Une série de dysfonctionnements va mettre fin à la vie sans histoire que mènent ces quatre protagonistes. Ce sont d’abord les différents outils de communication avec l’extérieur qui tombent en panne, empêchant ainsi Ariane de travailler. Puis toute une série de bizarreries s’introduisent dans le comportement des deux humanos, alors que, comme pris de brusques crises, les haut-parleurs dont l’habitation est remplie délivrent des informations sonores inattendues — musique, bruits d’origine inconnue. Ariane et Mervyn en viennent à croire que les deux créatures artificielles ont décidé de se débarrasser d’eux pour vivre une idylle torride. Ils sont cependant loin d’imaginer ce qui les attend quelques minutes avant que le rideau ne tombe.
Pour donner plus d’intensité dramatique aux événements, cette courte pièce repose essentiellement sur les renversements du grotesque. On ne s’étonnera donc pas d’être régulièrement perturbé par des déguisements ou des gestes, des mimiques clownesques. Elles trouveront in fine une interprétation rationnelle et, on l’espère, inquiétante.
Biographie-express
Universitaire et anthologiste (Musiques d’Outre-Mondes), Éric Lysøe est l’auteur de nombreux essais, consacrés pour l’essentiel à la littérature fantastique.
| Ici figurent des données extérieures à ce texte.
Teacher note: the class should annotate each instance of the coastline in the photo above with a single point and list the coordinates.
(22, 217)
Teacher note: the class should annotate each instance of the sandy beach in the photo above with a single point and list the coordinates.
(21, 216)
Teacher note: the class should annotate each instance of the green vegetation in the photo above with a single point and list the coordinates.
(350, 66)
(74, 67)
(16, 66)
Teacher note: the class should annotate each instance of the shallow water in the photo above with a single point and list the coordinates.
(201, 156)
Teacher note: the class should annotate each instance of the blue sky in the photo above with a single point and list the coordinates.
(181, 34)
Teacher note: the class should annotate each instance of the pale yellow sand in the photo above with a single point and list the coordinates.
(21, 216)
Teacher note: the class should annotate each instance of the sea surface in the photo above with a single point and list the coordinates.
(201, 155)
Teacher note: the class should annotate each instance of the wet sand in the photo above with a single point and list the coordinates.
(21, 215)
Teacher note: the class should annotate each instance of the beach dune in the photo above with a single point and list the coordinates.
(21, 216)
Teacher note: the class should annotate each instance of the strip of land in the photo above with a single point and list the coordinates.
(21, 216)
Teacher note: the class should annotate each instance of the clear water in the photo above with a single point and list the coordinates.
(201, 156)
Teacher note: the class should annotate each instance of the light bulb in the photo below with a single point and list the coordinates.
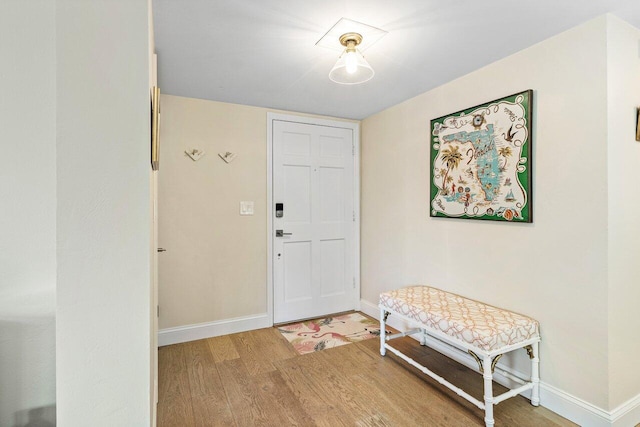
(351, 61)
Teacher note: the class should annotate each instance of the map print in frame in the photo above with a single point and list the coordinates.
(481, 161)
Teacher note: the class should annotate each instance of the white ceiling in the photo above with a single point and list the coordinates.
(263, 53)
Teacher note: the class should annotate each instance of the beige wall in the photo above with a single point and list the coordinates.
(623, 50)
(215, 264)
(215, 267)
(554, 269)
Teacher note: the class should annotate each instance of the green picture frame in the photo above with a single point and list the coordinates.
(481, 161)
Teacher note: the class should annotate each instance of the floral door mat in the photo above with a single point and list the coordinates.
(319, 334)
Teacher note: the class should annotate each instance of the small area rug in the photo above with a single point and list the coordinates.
(319, 334)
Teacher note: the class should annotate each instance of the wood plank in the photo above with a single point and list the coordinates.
(175, 413)
(173, 378)
(222, 348)
(209, 401)
(256, 378)
(262, 399)
(174, 406)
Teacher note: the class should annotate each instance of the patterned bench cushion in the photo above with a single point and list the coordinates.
(483, 326)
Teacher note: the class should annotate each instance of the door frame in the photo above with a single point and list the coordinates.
(355, 127)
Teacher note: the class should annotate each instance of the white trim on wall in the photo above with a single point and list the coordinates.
(200, 331)
(355, 127)
(552, 398)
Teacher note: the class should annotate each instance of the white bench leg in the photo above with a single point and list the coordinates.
(383, 331)
(488, 391)
(535, 376)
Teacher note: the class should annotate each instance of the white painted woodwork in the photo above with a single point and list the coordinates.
(313, 175)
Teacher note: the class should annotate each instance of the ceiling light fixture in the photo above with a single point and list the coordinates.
(351, 67)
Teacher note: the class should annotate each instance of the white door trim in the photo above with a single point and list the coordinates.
(355, 127)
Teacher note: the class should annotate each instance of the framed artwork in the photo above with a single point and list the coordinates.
(481, 161)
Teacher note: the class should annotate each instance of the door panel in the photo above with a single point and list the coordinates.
(313, 266)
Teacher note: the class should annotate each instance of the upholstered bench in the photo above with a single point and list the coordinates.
(484, 331)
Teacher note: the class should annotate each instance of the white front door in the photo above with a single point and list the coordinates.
(314, 238)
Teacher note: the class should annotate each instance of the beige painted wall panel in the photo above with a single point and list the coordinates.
(554, 269)
(623, 51)
(215, 264)
(215, 267)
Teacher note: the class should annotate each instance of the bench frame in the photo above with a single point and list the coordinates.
(486, 362)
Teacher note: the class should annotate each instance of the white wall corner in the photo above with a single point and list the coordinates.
(552, 398)
(627, 414)
(200, 331)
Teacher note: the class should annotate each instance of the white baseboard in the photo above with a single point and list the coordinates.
(627, 414)
(552, 398)
(212, 329)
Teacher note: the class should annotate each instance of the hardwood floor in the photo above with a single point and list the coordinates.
(257, 379)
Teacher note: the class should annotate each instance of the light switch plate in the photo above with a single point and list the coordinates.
(246, 208)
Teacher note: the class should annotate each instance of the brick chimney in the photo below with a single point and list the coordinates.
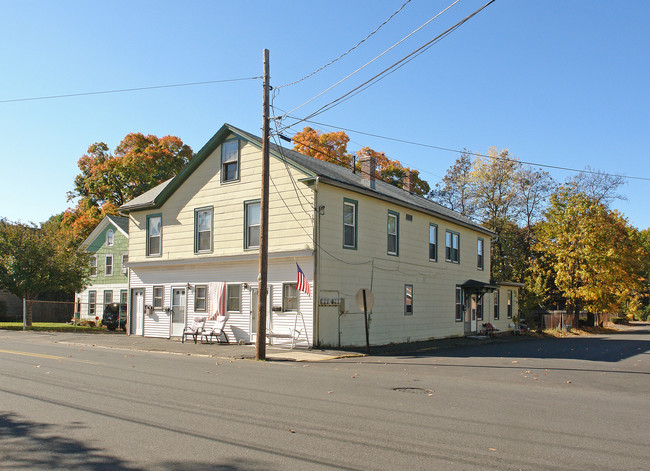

Depuis 2013, il a publié plusieurs romans, une trentaine de contes fantastiques et autant de nouvelles de science-fiction. On pourra lire entre autres : Les Tambours du vent (recueil), Un cerf en automne (roman), Dernières Nouvelles des arrière-mondes (recueil), Jardins d’acclimatation (recueil), Les Choryphèles de l’Empereur (roman jeunesse).